Bill introduced to bolster cyber security
- Nov 16
- 2 min read
(by Karma Loveday)
The Government is to strengthen the cyber protections of essential industries via the Cyber Security and Resilience Bill, which the Department of Science, Innovation and Technology (DSIT) introduced to Parliament last week.
The Bill contains three pillars of reform to the existing Network and Information Systems (NIS) Regulations 2018, which cover drinking water, energy, transport, health and digital industries:
Regulation – The Bill aims to drive a more consistent and effective regime between the 12 regulators in play, via expanded and more timely reporting of harmful cyber attacks; a stronger mechanism for Government to set priority outcomes for regulators to work to; and a fuller toolkit for sharing information, recovering costs and enforcement.

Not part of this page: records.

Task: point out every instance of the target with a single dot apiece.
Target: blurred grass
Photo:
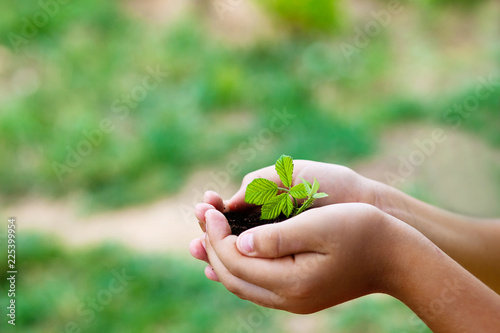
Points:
(57, 286)
(66, 79)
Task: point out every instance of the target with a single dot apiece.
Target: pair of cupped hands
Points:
(341, 249)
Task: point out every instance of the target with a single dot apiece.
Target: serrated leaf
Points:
(273, 208)
(284, 168)
(260, 191)
(298, 191)
(307, 185)
(315, 186)
(320, 195)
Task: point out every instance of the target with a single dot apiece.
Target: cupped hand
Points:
(321, 258)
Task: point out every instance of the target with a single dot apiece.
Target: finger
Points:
(199, 211)
(214, 199)
(239, 287)
(237, 202)
(210, 273)
(197, 250)
(296, 235)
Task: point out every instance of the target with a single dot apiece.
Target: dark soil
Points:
(241, 221)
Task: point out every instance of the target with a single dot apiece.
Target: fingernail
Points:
(246, 242)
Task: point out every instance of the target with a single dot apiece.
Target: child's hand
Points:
(340, 183)
(320, 258)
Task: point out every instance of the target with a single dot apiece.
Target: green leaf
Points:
(298, 191)
(284, 168)
(260, 191)
(307, 185)
(273, 208)
(320, 195)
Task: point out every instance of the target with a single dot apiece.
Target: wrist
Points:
(399, 256)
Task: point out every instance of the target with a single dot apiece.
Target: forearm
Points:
(473, 243)
(441, 292)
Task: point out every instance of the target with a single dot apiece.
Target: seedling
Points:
(264, 192)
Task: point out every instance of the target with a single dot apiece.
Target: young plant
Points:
(264, 192)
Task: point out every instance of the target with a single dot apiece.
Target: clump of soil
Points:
(241, 221)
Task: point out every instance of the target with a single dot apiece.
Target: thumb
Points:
(295, 235)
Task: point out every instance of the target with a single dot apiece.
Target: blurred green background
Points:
(117, 104)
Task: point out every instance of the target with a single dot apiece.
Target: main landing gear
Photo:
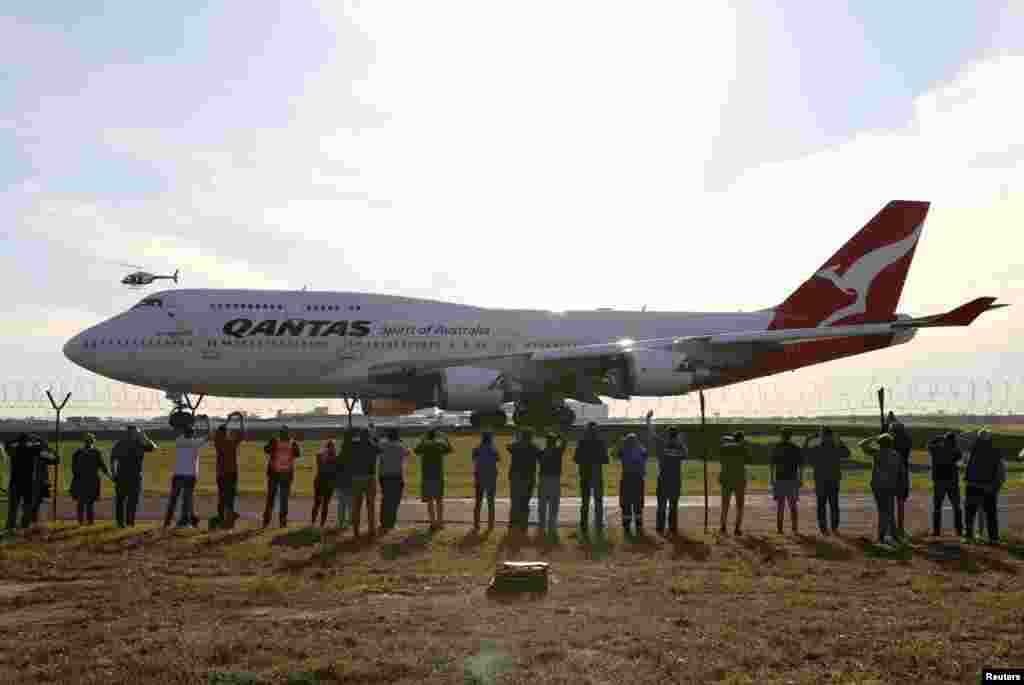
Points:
(543, 413)
(183, 417)
(488, 419)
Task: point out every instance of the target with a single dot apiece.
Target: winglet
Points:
(962, 315)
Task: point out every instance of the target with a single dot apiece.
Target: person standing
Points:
(364, 466)
(86, 465)
(733, 457)
(786, 466)
(825, 454)
(431, 451)
(887, 476)
(226, 444)
(550, 491)
(126, 463)
(484, 478)
(984, 475)
(186, 448)
(392, 479)
(902, 444)
(28, 463)
(344, 479)
(945, 480)
(590, 456)
(325, 481)
(671, 453)
(631, 488)
(282, 454)
(522, 476)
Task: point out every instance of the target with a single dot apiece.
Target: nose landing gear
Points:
(183, 417)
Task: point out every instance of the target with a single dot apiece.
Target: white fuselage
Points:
(247, 343)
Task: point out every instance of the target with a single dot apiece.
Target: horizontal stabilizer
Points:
(962, 315)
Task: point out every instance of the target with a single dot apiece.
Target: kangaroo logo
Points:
(859, 275)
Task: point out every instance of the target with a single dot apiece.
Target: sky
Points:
(561, 156)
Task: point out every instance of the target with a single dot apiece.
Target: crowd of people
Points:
(365, 462)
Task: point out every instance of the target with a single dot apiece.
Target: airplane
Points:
(399, 354)
(142, 277)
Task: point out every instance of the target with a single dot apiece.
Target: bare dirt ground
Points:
(299, 605)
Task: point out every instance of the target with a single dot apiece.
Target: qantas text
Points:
(246, 328)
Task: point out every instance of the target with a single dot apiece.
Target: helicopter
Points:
(143, 277)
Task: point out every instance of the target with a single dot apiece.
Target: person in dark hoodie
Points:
(29, 458)
(590, 456)
(484, 478)
(945, 480)
(126, 464)
(522, 476)
(826, 454)
(670, 452)
(631, 489)
(86, 465)
(985, 474)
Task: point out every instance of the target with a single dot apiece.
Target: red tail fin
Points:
(862, 282)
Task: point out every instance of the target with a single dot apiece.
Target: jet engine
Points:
(388, 407)
(656, 373)
(469, 388)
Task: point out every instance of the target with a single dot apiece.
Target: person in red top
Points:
(282, 454)
(227, 443)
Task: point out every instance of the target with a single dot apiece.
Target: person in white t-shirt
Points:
(186, 448)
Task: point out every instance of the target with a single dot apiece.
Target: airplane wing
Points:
(762, 340)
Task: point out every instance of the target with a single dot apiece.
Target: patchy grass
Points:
(410, 607)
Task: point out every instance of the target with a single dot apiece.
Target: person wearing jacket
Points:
(484, 478)
(126, 464)
(391, 477)
(631, 488)
(282, 453)
(786, 478)
(431, 451)
(226, 444)
(945, 480)
(86, 465)
(522, 476)
(887, 478)
(733, 457)
(985, 474)
(826, 454)
(29, 459)
(902, 444)
(550, 491)
(671, 453)
(325, 481)
(343, 479)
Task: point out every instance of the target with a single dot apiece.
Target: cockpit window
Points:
(150, 302)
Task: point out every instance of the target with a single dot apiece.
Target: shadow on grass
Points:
(825, 549)
(873, 550)
(473, 539)
(417, 541)
(306, 537)
(761, 546)
(684, 546)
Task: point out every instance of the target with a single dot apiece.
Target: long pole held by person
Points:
(882, 408)
(56, 467)
(704, 438)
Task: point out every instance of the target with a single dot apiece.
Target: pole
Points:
(882, 408)
(56, 467)
(704, 438)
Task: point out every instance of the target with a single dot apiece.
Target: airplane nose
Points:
(73, 349)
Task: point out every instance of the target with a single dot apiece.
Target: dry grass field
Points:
(107, 605)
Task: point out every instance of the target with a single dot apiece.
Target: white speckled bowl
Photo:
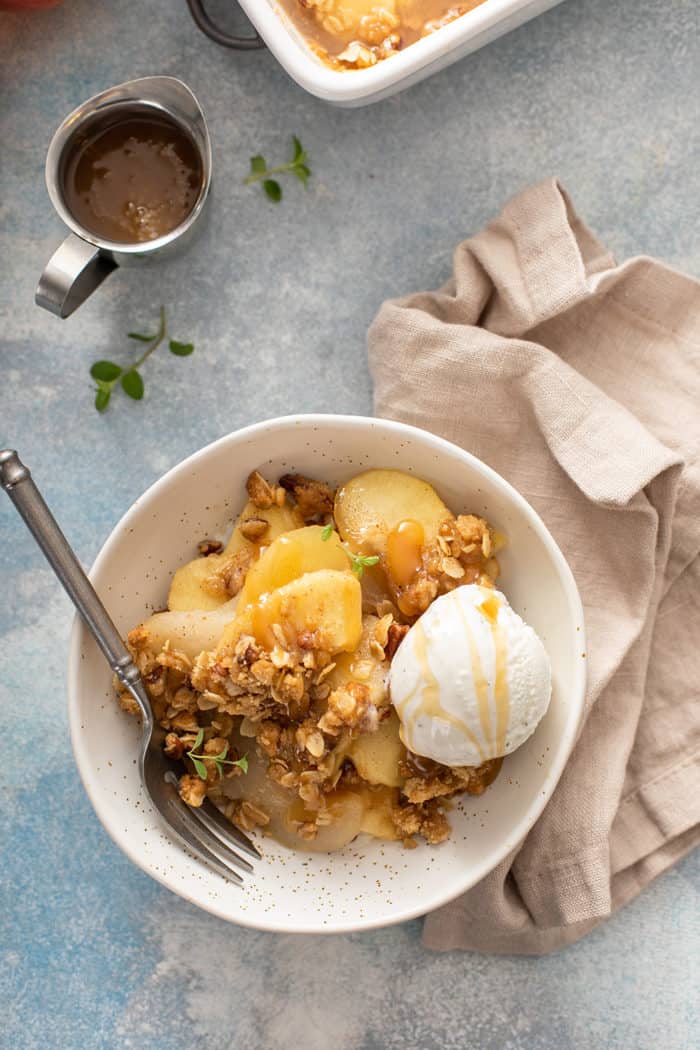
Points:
(369, 883)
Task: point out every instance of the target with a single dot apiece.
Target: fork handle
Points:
(17, 481)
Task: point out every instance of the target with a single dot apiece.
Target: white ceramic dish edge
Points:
(215, 903)
(359, 87)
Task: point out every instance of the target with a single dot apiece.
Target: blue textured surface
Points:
(277, 300)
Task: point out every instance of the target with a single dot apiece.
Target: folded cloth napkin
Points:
(578, 381)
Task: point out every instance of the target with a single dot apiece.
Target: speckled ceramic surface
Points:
(368, 883)
(93, 953)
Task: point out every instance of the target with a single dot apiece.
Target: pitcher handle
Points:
(72, 273)
(208, 26)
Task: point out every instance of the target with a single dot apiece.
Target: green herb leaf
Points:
(105, 371)
(102, 398)
(360, 562)
(273, 189)
(132, 384)
(181, 349)
(199, 767)
(107, 374)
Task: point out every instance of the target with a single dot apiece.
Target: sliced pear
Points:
(377, 816)
(374, 504)
(192, 631)
(376, 756)
(321, 610)
(189, 588)
(363, 666)
(292, 555)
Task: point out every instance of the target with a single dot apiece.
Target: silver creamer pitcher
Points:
(84, 259)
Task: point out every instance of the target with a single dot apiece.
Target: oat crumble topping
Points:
(297, 708)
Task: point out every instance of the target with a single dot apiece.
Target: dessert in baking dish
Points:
(357, 34)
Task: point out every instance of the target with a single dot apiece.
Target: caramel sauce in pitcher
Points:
(132, 175)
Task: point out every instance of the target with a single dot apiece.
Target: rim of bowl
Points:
(575, 699)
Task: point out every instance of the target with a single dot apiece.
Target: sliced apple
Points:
(189, 588)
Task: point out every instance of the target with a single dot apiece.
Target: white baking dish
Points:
(357, 87)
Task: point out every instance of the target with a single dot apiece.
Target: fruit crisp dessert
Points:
(344, 664)
(358, 34)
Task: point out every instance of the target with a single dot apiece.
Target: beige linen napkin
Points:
(579, 382)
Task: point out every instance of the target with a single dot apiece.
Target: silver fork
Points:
(203, 831)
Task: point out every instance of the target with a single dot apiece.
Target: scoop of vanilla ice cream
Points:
(470, 680)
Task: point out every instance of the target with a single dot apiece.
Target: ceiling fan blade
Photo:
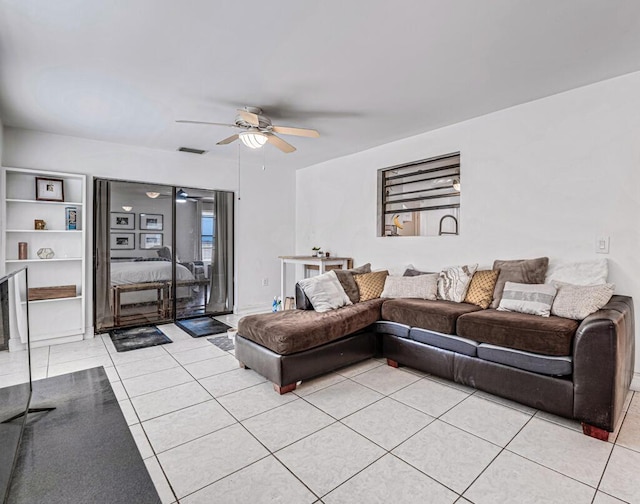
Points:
(232, 138)
(280, 143)
(250, 117)
(286, 130)
(205, 122)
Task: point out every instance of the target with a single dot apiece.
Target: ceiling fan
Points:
(258, 130)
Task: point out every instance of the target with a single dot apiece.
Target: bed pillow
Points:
(534, 299)
(593, 272)
(519, 271)
(578, 301)
(453, 282)
(420, 287)
(480, 292)
(345, 277)
(370, 285)
(325, 292)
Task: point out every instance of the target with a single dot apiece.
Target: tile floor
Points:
(210, 432)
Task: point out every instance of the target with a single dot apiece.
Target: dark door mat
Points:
(222, 342)
(138, 337)
(202, 326)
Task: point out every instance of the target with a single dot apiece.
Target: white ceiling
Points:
(361, 72)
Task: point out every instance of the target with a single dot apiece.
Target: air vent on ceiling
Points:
(191, 150)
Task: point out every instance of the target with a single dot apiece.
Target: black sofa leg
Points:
(595, 432)
(284, 388)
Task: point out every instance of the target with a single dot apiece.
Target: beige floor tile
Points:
(387, 422)
(329, 457)
(430, 397)
(447, 454)
(386, 481)
(562, 450)
(511, 478)
(269, 482)
(343, 398)
(287, 424)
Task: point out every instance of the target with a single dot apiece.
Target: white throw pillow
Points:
(593, 272)
(535, 299)
(421, 287)
(325, 292)
(453, 282)
(578, 301)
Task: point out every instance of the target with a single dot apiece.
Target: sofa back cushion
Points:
(534, 299)
(520, 271)
(480, 292)
(419, 287)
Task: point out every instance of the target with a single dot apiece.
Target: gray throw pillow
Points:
(519, 271)
(348, 282)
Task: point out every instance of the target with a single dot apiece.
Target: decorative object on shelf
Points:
(120, 220)
(71, 218)
(48, 189)
(151, 221)
(123, 241)
(53, 292)
(46, 253)
(150, 241)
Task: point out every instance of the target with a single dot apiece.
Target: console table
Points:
(322, 264)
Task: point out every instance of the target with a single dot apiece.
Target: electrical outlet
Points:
(602, 244)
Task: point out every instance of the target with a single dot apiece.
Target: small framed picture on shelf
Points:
(122, 220)
(150, 240)
(123, 241)
(151, 222)
(49, 189)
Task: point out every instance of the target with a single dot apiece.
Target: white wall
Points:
(539, 179)
(264, 217)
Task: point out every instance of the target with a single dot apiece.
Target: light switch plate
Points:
(602, 244)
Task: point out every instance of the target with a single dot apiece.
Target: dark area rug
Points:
(222, 342)
(138, 337)
(202, 326)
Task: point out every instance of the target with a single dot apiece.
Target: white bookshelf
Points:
(58, 320)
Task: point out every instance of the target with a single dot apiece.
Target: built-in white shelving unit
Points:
(58, 320)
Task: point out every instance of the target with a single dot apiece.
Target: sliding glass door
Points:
(161, 253)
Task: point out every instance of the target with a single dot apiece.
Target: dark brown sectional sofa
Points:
(579, 370)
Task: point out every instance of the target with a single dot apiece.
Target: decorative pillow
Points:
(348, 283)
(325, 292)
(421, 287)
(535, 299)
(579, 273)
(520, 271)
(453, 282)
(578, 301)
(370, 285)
(415, 272)
(480, 292)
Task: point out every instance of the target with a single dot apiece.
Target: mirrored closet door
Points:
(161, 253)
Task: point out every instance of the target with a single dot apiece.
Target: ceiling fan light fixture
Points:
(253, 139)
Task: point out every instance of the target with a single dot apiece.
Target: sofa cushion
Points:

Resilience – The Government will gain powers to make changes to the regime via secondary legislation to improve its agility, and will be able to direct regulators or regulated entities to take targeted and proportionate action in response to imminent threats that risk UK national security.
Scope – The NIS Regulations will be expanded to also cover new areas such as data centres.
DSIT said: “At their hardest edge, cyber attacks can lead to unsafe drinking water, no electricity, hospitals unable to access digital patient records, and businesses unable to access their systems. This is what we must defend against. This is not a hypothetical risk, but something playing out every day across our infrastructure and economy… Yet as the threat has grown more intense, frequent, and sophisticated, our defences have become comparatively weaker. The UK’s only cross-sector cyber legislation (the NIS Regulations) – which protects UK essential and digital services – is out of date and insufficient to tackle the threats we face.”